DOI: 10.1093/ejhf/xuag193.072 ISSN: 1388-9842

Upregulation of beta-actin in left ventricular myocardium of canines with chronic heart failure

R A M E S H Ramesh C Gupta, K R I S T I Kristina J Szekely, K E F E I Kefei Zhang, D A V I D David E Lanfear, S A B B A H Hani N Sabbah

Abstract

Background

In the heart, β-actin plays a critical cytoskeletal role in non-contractile functions, such as regulating cell shape, growth, and migration, particularly in response to stress. β-Actin is present in the sarcolemma, cytosol, and mitochondria of cardiomyocytes.
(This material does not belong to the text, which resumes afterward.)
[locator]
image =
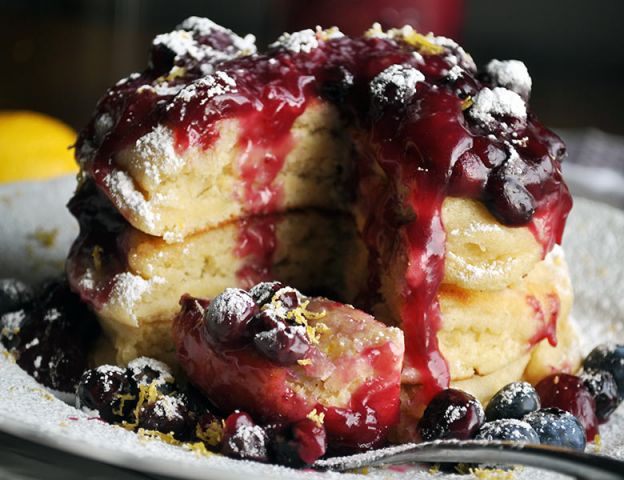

It is one of the most common proteins used as a normalizing protein, or "loading control," in molecular biology techniques like Western blotting and quantitative PCR. This assumption has been increasingly challenged, and the use of β-actin as a universal normalizing protein may have limitations that must be considered.

Objective

This study tested the hypothesis that β-actin protein level increases in the LV myocardium of dogs with HF and that this increase is also evident in sarcolemma, cytosol, and mitochondria of cardiomyocytes.

Methods

Studies were performed using LV tissue from 7 normal (NL) dogs and 7 dogs with chronic heart failure (HF) produced by intracoronary microembolizations (LV ejection fraction 34 ± 1%). The tissue was separated into homogenate, cytosolic, mitochondrial, and sarcolemma fractions. Western blots using canine-specific β-actin antibody were performed on all fractions. β-Actin protein levels in homogenate, cytosol and sarcolemma were normalized to GAPDH and to porin in mitochondria.

Results

Protein levels of GAPDH and porin were unchanged in dogs with HF compared to NL dogs. β-Actin protein level normalized to GAPDH or to porin was significantly elevated in all cellular fractions of HF dogs compared to NL dogs. Homogenate: (0.137 ± 0.029 vs. 0.064 ± 0.003; p<0.05); cytosol: (0.597 ± 0.066 vs. NL 0.066 ± 0.005, p<0.05); sarcolemma (0.652 ± 0.06 vs. 0.08 ± 0.016, p<0.05); mitochondria: (0.708 ± 0.068 vs. 0.399 ± 0.064, p<0.05) also showed similar trends. These findings suggest a global cytoskeletal surge and redistribution of β-actin in response to progressive myocardial pathology.

Conclusion

Increased β-actin in LV myocardium of dogs with HF reflects adverse cytoskeletal remodeling, a process that contributes to the LV deteriorating structure and function and reversion to fetal programming. Increased levels of β-actin in mitochondria can lead to excessive or uncontrolled fission and an accumulation of fragmented, dysfunctional mitochondria and ultimately impaired oxidative phosphorylation.